On Their Own Terms
Science in China, 1550-1900
Benjamin A. Elman
Elman's robust book is...replete with telling facts, compelling arguments, and persuasive conclusions. Over the past two decades, Elman has made major contributions to Chinese social-intellectual history by writing books about the evidential scholarship movement, Jiangnan regional academic lineages, and the civil service examination system in late imperial China. Building on the strengths and research of all his previous books, Elman synthesizes for the first time the history of Chinese and Western sciences in China from 1550 to 1900.

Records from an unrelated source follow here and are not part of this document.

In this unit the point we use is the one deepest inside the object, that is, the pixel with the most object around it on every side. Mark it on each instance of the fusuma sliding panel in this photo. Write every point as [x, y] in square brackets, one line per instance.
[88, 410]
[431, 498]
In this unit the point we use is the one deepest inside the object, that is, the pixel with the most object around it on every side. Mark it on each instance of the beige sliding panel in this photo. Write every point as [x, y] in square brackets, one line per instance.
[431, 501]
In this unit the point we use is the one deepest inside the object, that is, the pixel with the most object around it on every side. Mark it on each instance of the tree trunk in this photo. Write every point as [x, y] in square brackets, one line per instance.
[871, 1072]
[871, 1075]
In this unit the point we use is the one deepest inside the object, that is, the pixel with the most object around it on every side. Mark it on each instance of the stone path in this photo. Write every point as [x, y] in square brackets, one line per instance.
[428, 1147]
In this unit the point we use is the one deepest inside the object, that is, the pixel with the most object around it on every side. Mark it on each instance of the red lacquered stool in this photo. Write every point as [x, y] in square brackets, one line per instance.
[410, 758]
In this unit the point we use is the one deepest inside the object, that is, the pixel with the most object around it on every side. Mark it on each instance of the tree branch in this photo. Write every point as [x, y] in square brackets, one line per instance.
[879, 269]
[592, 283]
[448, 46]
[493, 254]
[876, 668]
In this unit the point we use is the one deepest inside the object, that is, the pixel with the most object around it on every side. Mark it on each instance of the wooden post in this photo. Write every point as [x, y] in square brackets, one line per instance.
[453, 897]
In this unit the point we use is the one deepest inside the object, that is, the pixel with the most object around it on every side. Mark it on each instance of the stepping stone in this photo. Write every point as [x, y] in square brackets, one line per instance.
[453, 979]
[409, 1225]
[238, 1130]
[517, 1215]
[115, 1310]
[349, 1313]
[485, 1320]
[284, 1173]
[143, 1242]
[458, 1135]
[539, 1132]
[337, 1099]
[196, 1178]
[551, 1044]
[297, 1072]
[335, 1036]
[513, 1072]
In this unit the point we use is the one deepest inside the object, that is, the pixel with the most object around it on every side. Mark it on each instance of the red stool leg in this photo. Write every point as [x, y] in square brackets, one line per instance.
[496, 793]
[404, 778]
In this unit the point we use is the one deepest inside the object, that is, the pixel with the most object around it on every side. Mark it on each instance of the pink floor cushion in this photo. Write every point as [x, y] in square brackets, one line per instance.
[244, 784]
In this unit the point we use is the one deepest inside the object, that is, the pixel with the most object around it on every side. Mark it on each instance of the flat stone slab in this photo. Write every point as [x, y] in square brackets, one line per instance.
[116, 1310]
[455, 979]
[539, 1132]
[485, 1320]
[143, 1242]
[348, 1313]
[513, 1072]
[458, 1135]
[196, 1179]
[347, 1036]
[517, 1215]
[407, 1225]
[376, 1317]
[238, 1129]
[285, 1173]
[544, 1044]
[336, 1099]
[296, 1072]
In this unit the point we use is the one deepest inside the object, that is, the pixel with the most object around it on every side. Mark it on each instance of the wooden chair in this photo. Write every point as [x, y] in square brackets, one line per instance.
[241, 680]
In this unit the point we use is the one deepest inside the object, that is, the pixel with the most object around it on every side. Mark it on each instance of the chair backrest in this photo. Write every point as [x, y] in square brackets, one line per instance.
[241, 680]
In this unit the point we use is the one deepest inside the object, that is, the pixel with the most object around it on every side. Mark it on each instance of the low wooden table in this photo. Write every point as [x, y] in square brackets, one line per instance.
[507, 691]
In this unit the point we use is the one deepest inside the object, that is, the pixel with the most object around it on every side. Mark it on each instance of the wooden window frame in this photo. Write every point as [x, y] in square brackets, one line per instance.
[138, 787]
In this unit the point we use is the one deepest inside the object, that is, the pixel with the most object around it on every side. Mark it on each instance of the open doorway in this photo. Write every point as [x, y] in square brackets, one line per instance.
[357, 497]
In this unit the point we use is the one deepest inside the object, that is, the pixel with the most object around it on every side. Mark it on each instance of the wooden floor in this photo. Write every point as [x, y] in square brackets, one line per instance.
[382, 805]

--Marta E. Hanson, American Historical Review
On their Own Terms is a fascinating and impressively scholarly study of the way in which the science of the west was selectively and effectively taken up by the Chinese...This book is a major contribution to the understanding of many things from the motives and methods of the Jesuits to the history of mathematics.
--Chronique
While many of the landmarks in this magisterial study by Benjamin A. Elman may be familiar, he connects some of them in new and interesting ways. Among these are the parallels that Elman draws between "natural studies and the Jesuits" of the seventeenth and eighteenth centuries, and "modern science and the Protestants" of the nineteenth century. Heretofore, these two fields were seldom studied by the same scholars, much less either compared or melded into one narrative.